Under these circumstances, it was not to be expected that the sacred books of the Old Testament would pass unmolested. All sorts of theories were invented to account for some of them, more especially the books of Moses. While it was insisted by all that Moses could not have written them, no two could agree as to the real author or authors, or as to the period to which they should be assigned. All periods were proposed, from Joshua to the Maccabees; and all authors mentioned, whether known or unknown in Jewish history. The famous Document and Fragment theories were for a time immensely popular, representing the Pentateuch, as Wolf had done the Homeric poems, as a sort of patchwork, originated at different periods and by different hands, and put together by some one, nobody could tell who. The fragments of which it was composed were many, and were designated by various names, the more prominent of which were the "Elohistic" and the "Jehovistic," since in the former, the name given to the Supreme Being is constantly Elohim, and in the latter, Jehovah. Much labor was employed in parceling out the sacred text on this principle, assigning one portion to the one class of fragments, and another to another.

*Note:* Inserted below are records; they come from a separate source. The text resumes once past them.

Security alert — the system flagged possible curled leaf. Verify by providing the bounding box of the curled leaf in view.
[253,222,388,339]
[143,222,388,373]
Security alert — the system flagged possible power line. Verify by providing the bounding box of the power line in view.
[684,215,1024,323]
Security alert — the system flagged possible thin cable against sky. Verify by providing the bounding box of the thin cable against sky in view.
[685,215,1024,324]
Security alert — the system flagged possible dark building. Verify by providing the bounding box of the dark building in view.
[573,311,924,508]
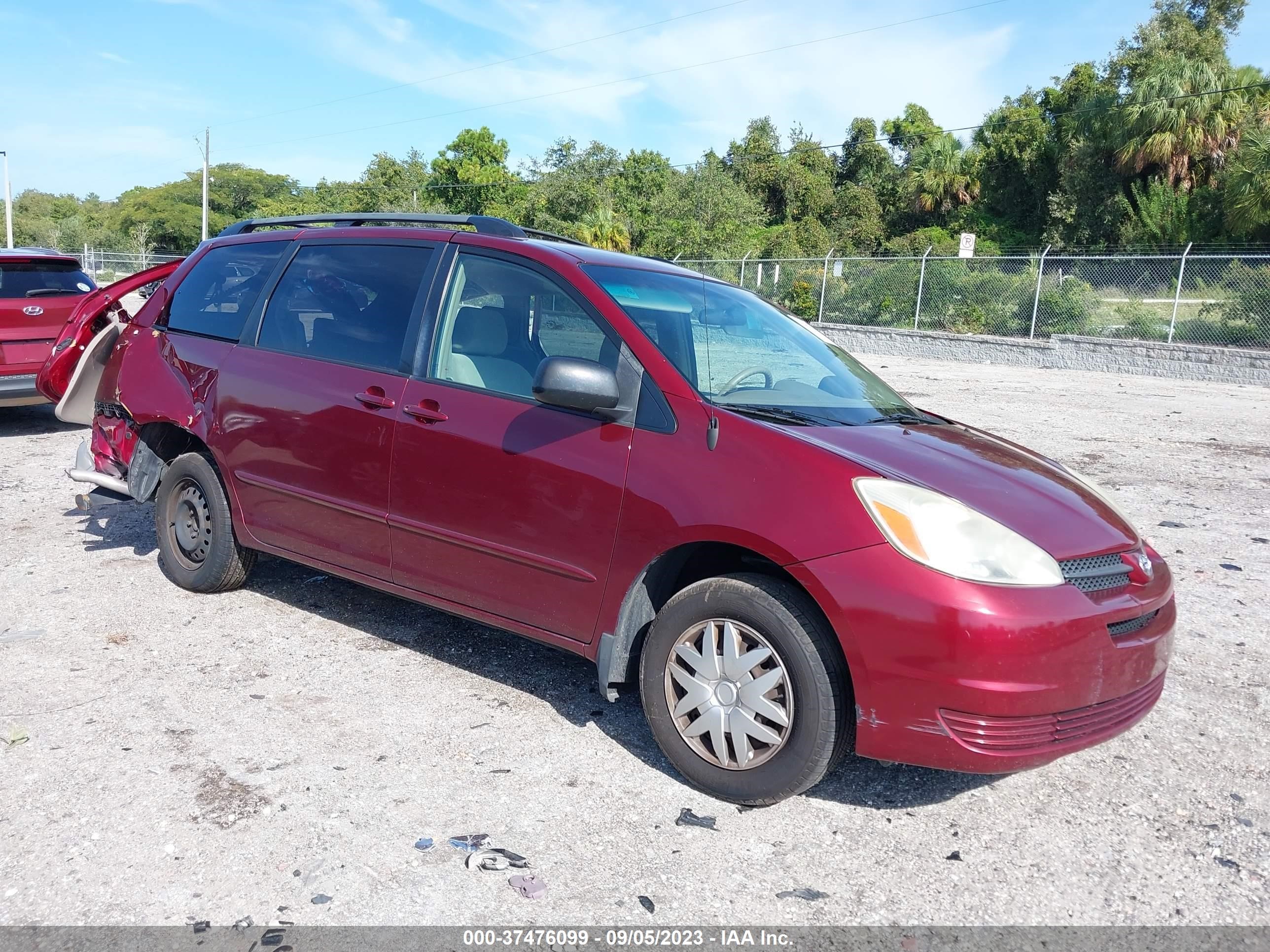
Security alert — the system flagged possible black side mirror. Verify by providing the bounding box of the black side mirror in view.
[533,357,621,414]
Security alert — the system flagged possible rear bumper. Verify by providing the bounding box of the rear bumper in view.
[790,544,1177,773]
[0,371,48,406]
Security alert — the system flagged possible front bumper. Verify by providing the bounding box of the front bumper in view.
[0,373,47,406]
[790,544,1177,773]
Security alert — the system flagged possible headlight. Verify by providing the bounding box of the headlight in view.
[1063,466,1142,538]
[855,478,1064,585]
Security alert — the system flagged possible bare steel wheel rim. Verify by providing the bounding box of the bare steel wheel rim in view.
[168,478,212,569]
[666,618,794,771]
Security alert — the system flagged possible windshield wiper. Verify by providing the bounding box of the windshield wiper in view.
[717,404,833,427]
[860,410,944,427]
[27,288,88,297]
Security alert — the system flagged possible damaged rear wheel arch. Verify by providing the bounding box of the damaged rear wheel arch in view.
[128,421,210,503]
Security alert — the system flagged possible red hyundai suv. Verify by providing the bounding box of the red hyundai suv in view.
[40,214,1176,804]
[0,247,97,408]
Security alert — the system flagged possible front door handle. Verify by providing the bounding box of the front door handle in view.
[401,400,450,423]
[357,387,396,410]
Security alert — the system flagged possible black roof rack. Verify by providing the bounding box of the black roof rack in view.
[221,212,528,240]
[521,229,591,247]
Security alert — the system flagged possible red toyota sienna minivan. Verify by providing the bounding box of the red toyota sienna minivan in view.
[39,214,1176,805]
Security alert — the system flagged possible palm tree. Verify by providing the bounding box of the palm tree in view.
[908,135,979,214]
[1113,53,1248,189]
[578,202,631,251]
[1223,122,1270,232]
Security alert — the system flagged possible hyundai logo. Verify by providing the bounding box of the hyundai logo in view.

After all, it appears that there is no sufficient ground for the supposed division, since, parcel out the fragments as we may, the two names of the Supreme Being occur promiscuously in both. Thus in Genesis ii, 4, which is said to be Jehovistic, the

two names of God occur together. "These are the generations of the heavens and the earth, in the day when Jehovah Elohim made the earth and the heavens." So in the fifth chapter of Genesis, which is Elohistic, the word Jehovah appears, verse 29. Also the passage in Genesis vii, 9-24, is pronounced Elohistic; but in verse 16 we find Jehovah. We give but one example more: the forty-ninth chapter of Genesis is throughout an Elohistic document, but in verse 18 we have these words of the Patriarch Jacob, "I have waited for thy salvation, O Jehovah." Difficulties such as these have divided all Germany, arraying critic against critic in strange confusion; no one seeming to suspect that the theory which had been assumed was a baseless one, contradicted perpetually and flatly by the sacred text.

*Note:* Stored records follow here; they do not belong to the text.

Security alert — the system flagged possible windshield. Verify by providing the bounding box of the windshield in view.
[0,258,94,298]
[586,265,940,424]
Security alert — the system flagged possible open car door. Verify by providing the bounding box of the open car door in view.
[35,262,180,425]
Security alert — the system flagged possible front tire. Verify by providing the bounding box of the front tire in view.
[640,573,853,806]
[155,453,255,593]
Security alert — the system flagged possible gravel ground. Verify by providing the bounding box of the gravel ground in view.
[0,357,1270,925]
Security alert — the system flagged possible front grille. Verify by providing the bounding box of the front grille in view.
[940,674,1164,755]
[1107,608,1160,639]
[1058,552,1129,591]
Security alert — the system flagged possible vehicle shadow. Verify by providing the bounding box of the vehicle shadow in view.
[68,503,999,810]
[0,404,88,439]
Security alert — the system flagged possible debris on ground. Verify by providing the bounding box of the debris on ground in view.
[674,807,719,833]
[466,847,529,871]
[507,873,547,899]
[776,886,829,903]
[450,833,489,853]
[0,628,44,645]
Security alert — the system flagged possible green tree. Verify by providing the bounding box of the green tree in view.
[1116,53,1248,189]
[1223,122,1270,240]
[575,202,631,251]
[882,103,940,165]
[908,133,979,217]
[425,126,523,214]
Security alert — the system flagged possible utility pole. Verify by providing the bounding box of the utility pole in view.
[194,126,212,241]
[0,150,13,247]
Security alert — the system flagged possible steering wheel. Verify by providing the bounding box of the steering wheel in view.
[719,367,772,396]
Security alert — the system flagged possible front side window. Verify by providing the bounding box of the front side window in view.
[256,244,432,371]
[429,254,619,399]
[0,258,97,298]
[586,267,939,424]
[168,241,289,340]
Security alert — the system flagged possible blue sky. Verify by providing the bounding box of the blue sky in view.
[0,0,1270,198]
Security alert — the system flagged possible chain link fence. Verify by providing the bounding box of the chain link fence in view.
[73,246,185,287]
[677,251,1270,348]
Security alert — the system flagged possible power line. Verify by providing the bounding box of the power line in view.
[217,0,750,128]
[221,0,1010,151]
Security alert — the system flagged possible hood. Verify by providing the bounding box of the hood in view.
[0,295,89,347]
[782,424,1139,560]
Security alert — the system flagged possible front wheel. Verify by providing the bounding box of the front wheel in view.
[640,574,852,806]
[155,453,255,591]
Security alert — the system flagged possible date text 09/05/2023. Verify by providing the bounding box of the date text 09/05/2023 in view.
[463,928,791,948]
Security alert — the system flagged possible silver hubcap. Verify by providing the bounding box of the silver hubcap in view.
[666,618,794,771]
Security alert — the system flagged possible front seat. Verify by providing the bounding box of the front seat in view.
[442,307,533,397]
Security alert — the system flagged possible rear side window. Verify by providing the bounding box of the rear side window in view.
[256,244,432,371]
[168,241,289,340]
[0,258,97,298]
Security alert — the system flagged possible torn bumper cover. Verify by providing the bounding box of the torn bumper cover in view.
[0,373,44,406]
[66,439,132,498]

One of the last specimens of the "document theory" comes to us, not from Germany, but from the Princeton Review. Without thinking to detract aught from the divine authority or inspiration of what is commonly called the book of Genesis, the writer at Princeton represents this book as made up of eleven books, each distinct and complete in itself, and all of them anonymous, with which Moses seems to have had nothing to do.*

This scheme, however, did not originate at Princeton. It was first broached by Astrück, a French physician, in 1753, and was adopted in part by Eichorn, Ilgen, and various other German critics. It is strange that the readers of the Bible for the last three thousand years should not have discovered the lines of demarkation between these eleven books of which Genesis is thought to be composed, if they are really there. The truth is, they are not there. There are different subjects treated of in this book, and different views presented; and corresponding to them are sectional divisions, as there are in other books; but the book of Genesis is manifestly one. It has a beginning, a progress, a plan, and an end; and is as well entitled to be considered one book-the work, under God, of one individual mind-as any of our sacred books.

Instead of inquiring as to the author of the Pentateuch in general, I shall confine attention almost entirely to the first book. I do this because the difficulty of the subject mainly centers here, and because the authorship of the four remaining * Number for January, 1861, p. 51.